Sunday, September 14, 2014

Mrs. Rice Looks Healthy

Such a wonder to look so healthy after so many ordeals.
Maybe it's true...getting up is what matters.
We know how easy it is to kill or cripple an unconscious person when moving him, or her.
Still, as a TV raised public, we were more alarmed by witnessing the blow itself as it was delivered
to the then Ms. Palmer.
Since then, we've somehow focused on his power.
The power of his fist...
The power in his arm...
The power of his reputation...
The power in his NFL connections...
The power in his fan base...
The power in his partner's devotion...
The power of his celebrity...
The power of his wrongdoing...
The power of escape from a jail sentence...
But Janay Palmer, thus far, is cloisterer of  the power of a true survivor.
And she is the one I hope continues in good health.
Her spoken words say 'we' 'us' 'family' 'our'. I find it so very shrunken from the close call her body
may have endured.
Her speech could be replete with 'I'. His has been,
Yet women made to embrace cowering, don't always choose to personally identify with the position
they've been encouraged to greet publicly. Actually, why should they embrace such a thing?
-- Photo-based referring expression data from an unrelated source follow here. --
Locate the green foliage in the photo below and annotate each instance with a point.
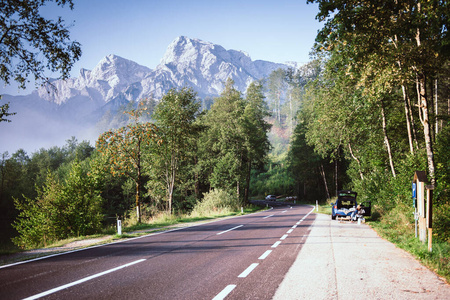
(4, 114)
(216, 202)
(174, 160)
(30, 43)
(61, 210)
(125, 148)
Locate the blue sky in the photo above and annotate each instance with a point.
(141, 30)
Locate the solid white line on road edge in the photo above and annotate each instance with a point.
(276, 244)
(265, 254)
(230, 229)
(82, 280)
(248, 270)
(225, 292)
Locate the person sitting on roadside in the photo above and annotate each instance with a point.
(356, 214)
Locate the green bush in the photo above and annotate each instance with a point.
(216, 202)
(60, 210)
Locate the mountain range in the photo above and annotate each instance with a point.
(52, 114)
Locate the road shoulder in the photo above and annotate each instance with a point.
(348, 261)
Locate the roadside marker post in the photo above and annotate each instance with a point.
(119, 227)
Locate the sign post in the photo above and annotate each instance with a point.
(430, 189)
(414, 190)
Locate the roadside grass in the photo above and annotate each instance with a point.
(397, 227)
(437, 260)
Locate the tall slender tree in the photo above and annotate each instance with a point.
(175, 117)
(125, 147)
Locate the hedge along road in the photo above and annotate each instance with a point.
(235, 258)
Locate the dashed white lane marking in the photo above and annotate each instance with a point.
(276, 244)
(62, 287)
(248, 270)
(230, 229)
(265, 254)
(225, 292)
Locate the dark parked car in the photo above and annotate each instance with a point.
(346, 204)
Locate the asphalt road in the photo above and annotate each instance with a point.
(236, 258)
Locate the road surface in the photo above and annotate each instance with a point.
(236, 258)
(342, 260)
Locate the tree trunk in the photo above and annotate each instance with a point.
(247, 182)
(424, 118)
(408, 119)
(336, 178)
(357, 160)
(386, 138)
(322, 172)
(436, 110)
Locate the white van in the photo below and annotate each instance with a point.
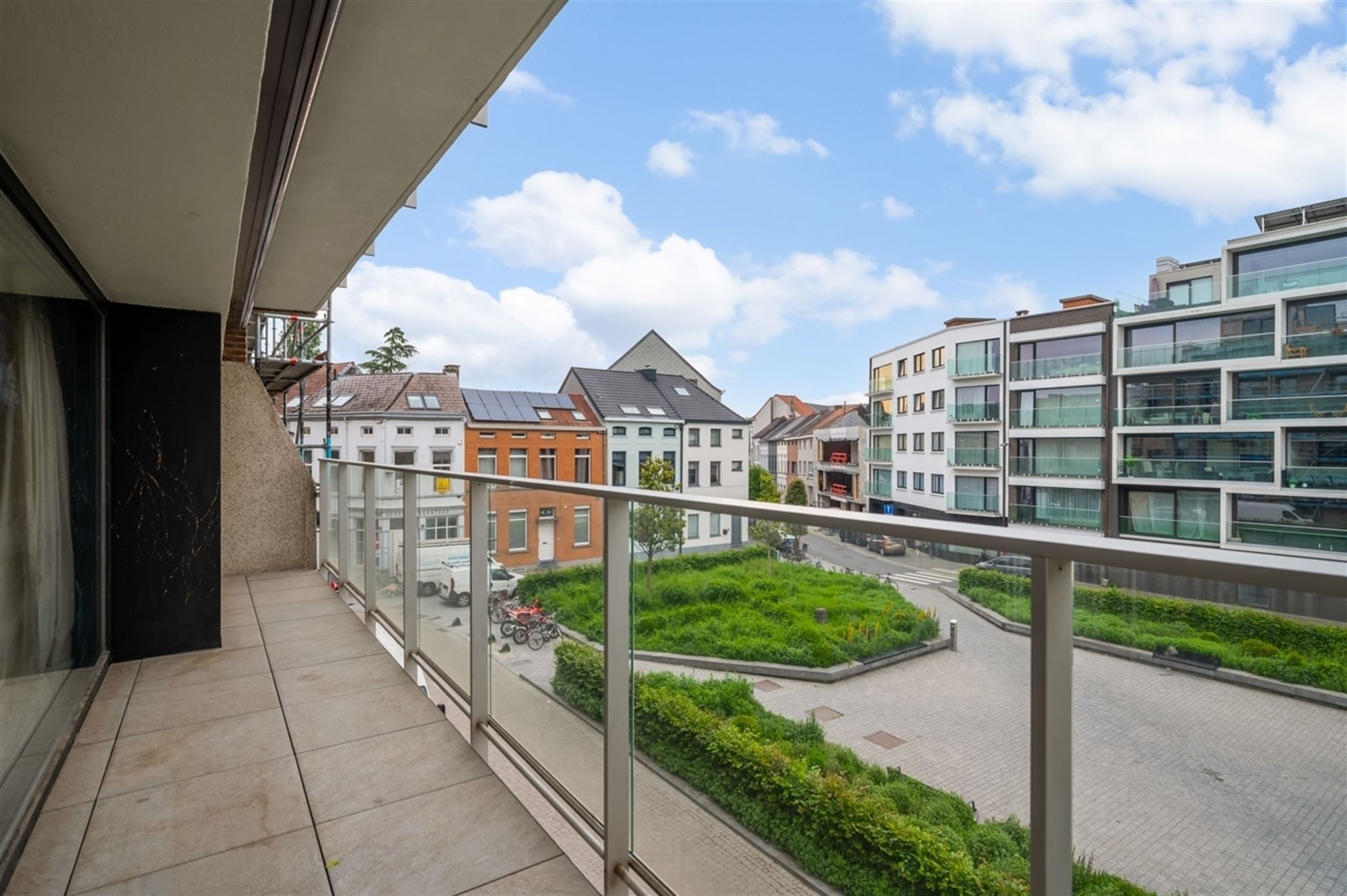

I know Mrs. Rice's brain could have bounced off her skull.
I know she could have sustained a hairline fracture in her skull bone.
I know key vertebrae at the base of her brain could have suffered dangerous whiplash.
I sense how lucky she is if she is truly well, no thanks to Ray Rice.
Mrs. Rice's part in this violence continues to this day, though probably unwittingly.
Her good wishes for Ray Rice should be minimized by professional prosecutors.
Domestic violence , is after all, violence.
Violence can be unyieldingly dangerous, ergo necessarily prosecuted by the public criminal justice
systems in proper jurisdictions of a civilized society.
Mrs. Rice may have the requisite proper medical care with C.A.T. scans, etc.-
but she does have a right to that privacy at the least.
Whatever happens or does not happen, the whole affair is mostly sad for her at this time because she
is a grown-up, and may therefore have to make decisions about her own future with or without
Mr. Ray Rice.
In the end, let's hope if there has to be a reckoning in his career, it will be recognized that his actions
causing great violence to another person have to shoulder the preponderance of blame, and the totality of what must be paid society for the crime.
Nearly all violence has a cause; but one knows it can't be excused on that basis.
In our future, we can only hope the person most warmly close, most trusting, won't continue to be the
one who suffers the most extreme betrayal and threat at the hands of a beloved.